Jusqu'en 1968 les migrations vers les centres urbains sont très faibles. Phnom Penh abrite 570.000 des 6.425.000 habitants du pays.

Première guerre civile (1970-15 avril 1975)

Entre la fin de 1968 et le 17 avril 1975 entre 24,8 et 33,2 % de la population rurale a " émigrée " à Phnom Penh dont l'agglomération contenait, le 17 avril 1975, un minimum de 2,5 millions d'habitants pour une population totale de 7,5 millions environ.

Les chiffres usuellement avancés pour cette période oscillent entre 600.000 et 700.000 morts (7,6 à 9,6 % de la population).
Certains ont donné les bombardements américains pour cause principale des décès.
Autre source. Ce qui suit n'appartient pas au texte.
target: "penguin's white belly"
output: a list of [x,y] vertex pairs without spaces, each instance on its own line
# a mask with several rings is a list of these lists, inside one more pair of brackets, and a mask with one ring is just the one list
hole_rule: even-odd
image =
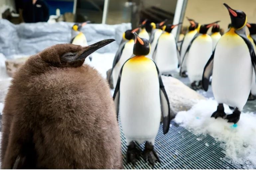
[[[248,38],[251,41],[252,46],[253,46],[254,52],[256,52],[256,45],[254,44],[254,42],[253,42],[253,40],[251,37],[250,37],[250,36],[248,37]],[[252,89],[251,90],[251,92],[253,95],[256,95],[256,82],[255,82],[255,72],[253,70],[252,74]]]
[[133,40],[132,42],[128,42],[125,44],[122,51],[120,59],[113,69],[112,77],[114,88],[115,87],[120,70],[123,65],[128,59],[131,58],[133,54],[133,45],[134,44],[134,41]]
[[188,75],[190,82],[202,80],[203,69],[212,53],[209,35],[199,35],[192,42],[188,56]]
[[161,73],[175,70],[178,67],[178,57],[175,39],[172,34],[163,33],[158,40],[155,61]]
[[[188,32],[184,37],[184,39],[183,40],[183,42],[182,43],[182,46],[181,49],[181,61],[182,61],[183,58],[184,58],[184,55],[185,55],[185,53],[186,52],[188,47],[189,46],[190,42],[192,40],[195,34],[196,33],[197,31],[195,30],[194,31],[191,31],[190,32]],[[186,58],[185,58],[186,59]],[[186,59],[186,61],[187,60]],[[185,61],[184,61],[185,62]],[[184,65],[186,66],[186,65]]]
[[156,48],[156,46],[157,44],[157,41],[158,41],[158,39],[161,35],[161,34],[163,32],[163,31],[161,29],[158,29],[155,33],[155,34],[154,35],[154,38],[153,39],[153,41],[152,43],[150,44],[151,46],[151,50],[150,51],[150,53],[148,56],[148,57],[152,58],[152,55],[154,53],[154,51]]
[[211,35],[211,37],[212,39],[212,51],[214,51],[215,49],[215,47],[216,46],[217,43],[221,37],[221,35],[219,32],[215,32],[212,34]]
[[149,40],[149,35],[146,30],[143,30],[140,31],[138,34],[139,36],[143,38],[146,38],[148,40]]
[[252,66],[247,45],[238,35],[226,33],[215,50],[212,85],[215,99],[242,111],[251,88]]
[[[81,45],[83,47],[88,46],[87,40],[86,39],[85,36],[83,34],[81,33],[79,33],[75,37],[73,40],[73,41],[72,41],[72,44]],[[85,58],[84,63],[90,65],[91,65],[91,62],[90,60],[89,56]]]
[[151,60],[146,64],[130,60],[123,67],[120,84],[122,127],[127,143],[135,141],[154,143],[161,118],[157,72]]

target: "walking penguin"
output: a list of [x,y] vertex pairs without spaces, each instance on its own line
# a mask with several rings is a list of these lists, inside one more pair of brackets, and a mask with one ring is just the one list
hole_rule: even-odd
[[127,162],[134,163],[138,156],[135,142],[146,142],[143,157],[154,165],[160,161],[154,144],[161,113],[164,134],[168,132],[173,117],[157,67],[145,56],[150,50],[149,41],[134,34],[133,53],[136,56],[123,66],[113,98],[128,145]]
[[[211,117],[221,117],[228,119],[229,122],[236,123],[251,88],[253,66],[255,71],[256,56],[252,44],[245,34],[246,15],[223,4],[229,13],[231,27],[219,39],[204,68],[202,86],[207,90],[212,73],[212,91],[218,105]],[[223,103],[235,107],[233,113],[225,116]]]

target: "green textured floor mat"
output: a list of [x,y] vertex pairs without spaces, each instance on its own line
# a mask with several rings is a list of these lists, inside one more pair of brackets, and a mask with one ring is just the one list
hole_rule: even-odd
[[169,132],[162,133],[162,125],[157,136],[155,148],[161,160],[154,167],[142,157],[143,144],[137,145],[140,148],[139,159],[133,165],[126,163],[127,147],[125,139],[121,130],[122,152],[125,169],[244,169],[245,165],[237,164],[225,157],[220,143],[207,135],[196,136],[174,122]]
Or ceux-ci s'effectuaient sur des zones très peu peuplées, pour ne pas dire inhabitées, et on ne peut leur accorder "que " 17,6 % des tués, loin derrière les tués par armes à feu, 46,3 %, ou les assassinats, 31,7 % .

Le chiffre réel des tués peut difficilement dépasser 240.000 Khmers et 70.000 Vietnamiens du Cambodge, soit 310.000 personnes. ( or, 600.000 sont souvent annoncés)
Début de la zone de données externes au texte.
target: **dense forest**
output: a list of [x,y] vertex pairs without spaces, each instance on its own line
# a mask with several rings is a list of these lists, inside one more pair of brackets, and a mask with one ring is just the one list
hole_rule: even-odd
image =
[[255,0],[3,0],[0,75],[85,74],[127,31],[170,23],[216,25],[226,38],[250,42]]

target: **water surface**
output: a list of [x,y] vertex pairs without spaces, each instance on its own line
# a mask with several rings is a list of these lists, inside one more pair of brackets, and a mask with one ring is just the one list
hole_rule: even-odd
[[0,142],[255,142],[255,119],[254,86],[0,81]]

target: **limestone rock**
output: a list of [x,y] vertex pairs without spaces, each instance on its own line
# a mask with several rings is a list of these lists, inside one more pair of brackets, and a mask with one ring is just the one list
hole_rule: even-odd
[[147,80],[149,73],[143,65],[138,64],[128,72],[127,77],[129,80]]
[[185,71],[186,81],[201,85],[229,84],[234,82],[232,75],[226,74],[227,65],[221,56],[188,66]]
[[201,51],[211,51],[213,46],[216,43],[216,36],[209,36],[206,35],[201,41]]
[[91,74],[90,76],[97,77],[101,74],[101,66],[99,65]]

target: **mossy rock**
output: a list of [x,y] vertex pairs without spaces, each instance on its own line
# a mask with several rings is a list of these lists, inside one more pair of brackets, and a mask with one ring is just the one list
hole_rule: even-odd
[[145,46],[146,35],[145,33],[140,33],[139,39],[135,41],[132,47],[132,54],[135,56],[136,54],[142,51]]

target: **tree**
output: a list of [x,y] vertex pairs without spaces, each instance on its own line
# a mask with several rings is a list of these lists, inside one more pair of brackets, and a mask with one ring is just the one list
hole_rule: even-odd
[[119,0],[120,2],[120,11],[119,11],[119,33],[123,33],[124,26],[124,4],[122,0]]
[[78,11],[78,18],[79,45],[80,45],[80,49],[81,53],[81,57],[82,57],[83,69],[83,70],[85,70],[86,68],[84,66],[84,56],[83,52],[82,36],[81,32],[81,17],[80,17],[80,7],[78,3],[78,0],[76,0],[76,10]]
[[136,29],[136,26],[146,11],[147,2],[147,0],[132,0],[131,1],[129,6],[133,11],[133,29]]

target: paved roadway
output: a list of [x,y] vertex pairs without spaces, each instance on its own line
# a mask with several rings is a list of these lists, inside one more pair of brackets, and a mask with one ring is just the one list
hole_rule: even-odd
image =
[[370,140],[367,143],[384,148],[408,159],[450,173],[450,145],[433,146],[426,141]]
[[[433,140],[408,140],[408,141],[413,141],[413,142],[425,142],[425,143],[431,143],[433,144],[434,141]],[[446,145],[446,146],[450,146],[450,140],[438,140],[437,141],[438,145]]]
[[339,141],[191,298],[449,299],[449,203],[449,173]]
Période khmère rouge (15 avril 1975-7 janvier 1979)

Entre 46,6 et 54,1 % de la population totale est déportée dans une autre province.
Compte tenu des déplacements dans la même province, c'est entre 61,4 et 67,1 % de la population totale qui a été déportée.

En l'espace de moins de quatre ans le pays perd environ 2.033.000 habitants dont la moitié, 1.100.000, appartenait à la capitale et à sa province.
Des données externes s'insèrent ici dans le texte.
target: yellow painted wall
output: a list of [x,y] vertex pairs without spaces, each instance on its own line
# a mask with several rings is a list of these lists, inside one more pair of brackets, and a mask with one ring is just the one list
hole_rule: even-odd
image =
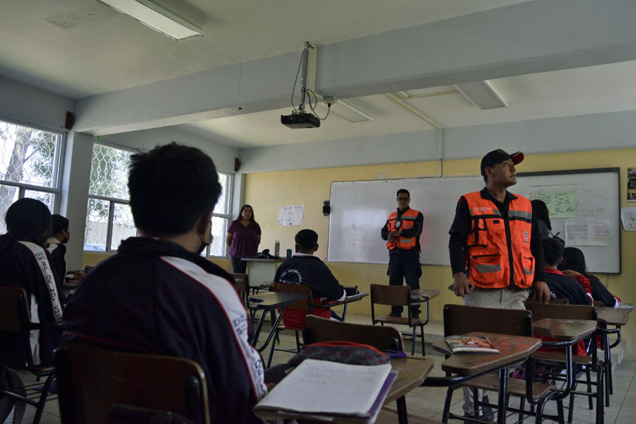
[[[443,163],[444,176],[478,174],[480,162],[481,158],[445,160]],[[262,230],[259,249],[269,248],[273,252],[274,242],[276,240],[281,241],[281,254],[284,254],[286,249],[293,249],[294,235],[301,227],[279,227],[278,207],[304,205],[305,218],[302,228],[312,228],[318,232],[320,247],[316,255],[324,259],[326,257],[329,221],[328,216],[322,215],[322,202],[329,199],[332,182],[436,177],[440,175],[442,165],[440,161],[432,161],[247,175],[245,180],[245,203],[254,207],[255,218]],[[625,201],[626,169],[636,167],[635,148],[527,155],[524,162],[517,166],[517,171],[523,172],[611,167],[620,167],[621,206],[636,206],[635,204],[630,205]],[[514,187],[511,191],[514,192]],[[395,199],[387,199],[387,216],[395,207]],[[449,211],[449,213],[454,212]],[[378,223],[378,237],[383,222]],[[597,276],[608,285],[613,294],[625,302],[634,303],[636,302],[636,232],[625,232],[621,227],[621,236],[622,273],[600,274]],[[447,239],[440,240],[439,244],[440,249],[447,249]],[[343,262],[329,263],[328,265],[341,283],[346,285],[358,285],[364,291],[368,291],[372,283],[388,283],[387,265]],[[459,298],[447,289],[452,283],[450,267],[423,266],[422,268],[420,285],[440,290],[440,295],[431,301],[430,310],[431,318],[442,321],[442,307],[445,303],[460,303]],[[355,314],[370,314],[368,298],[365,301],[352,303],[349,306],[349,311]],[[623,334],[630,341],[636,340],[636,324],[633,320],[624,329]],[[636,359],[636,343],[628,343],[627,356],[630,359]]]

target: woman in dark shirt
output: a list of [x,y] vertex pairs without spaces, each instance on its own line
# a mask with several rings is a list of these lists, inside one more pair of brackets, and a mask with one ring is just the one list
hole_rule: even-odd
[[609,307],[618,308],[620,306],[620,299],[611,293],[599,278],[588,273],[587,266],[585,265],[585,255],[580,249],[566,247],[563,250],[563,261],[559,264],[559,269],[572,270],[575,273],[582,273],[587,277],[594,300],[602,302],[605,306]]
[[252,206],[243,205],[241,208],[238,217],[228,228],[225,242],[230,247],[232,272],[245,273],[247,264],[241,258],[258,253],[261,243],[261,227],[254,220]]

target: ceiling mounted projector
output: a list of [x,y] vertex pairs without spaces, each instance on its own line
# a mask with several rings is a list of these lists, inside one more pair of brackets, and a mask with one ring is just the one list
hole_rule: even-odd
[[296,112],[288,115],[281,115],[281,124],[288,128],[318,128],[320,126],[320,119],[312,113]]

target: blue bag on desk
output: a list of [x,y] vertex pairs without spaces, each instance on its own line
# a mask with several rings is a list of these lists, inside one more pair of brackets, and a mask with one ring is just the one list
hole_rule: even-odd
[[329,360],[352,365],[379,365],[389,362],[389,358],[373,346],[344,341],[322,341],[307,345],[287,363],[295,367],[305,359]]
On observe une sorte de "couloir de la mort" passant par Takeo, Phnom Penh, Kompong Chhnang, Pursat, Battambang.

Le taux d'extermination de la population est d'environ 25 %, touchant plus particulièrement les classes d'âge extrêmes, (enfants de moins de cinq ans et adultes de plus de 45 ans), et les hommes plus que les femmes.
Ces décès ont pour cause :
- exécutions et assassinats : 39,3 %,
- famine et épuisement : 36,3 %.
- la guerre en elle même ne cause que 1,5 % des morts !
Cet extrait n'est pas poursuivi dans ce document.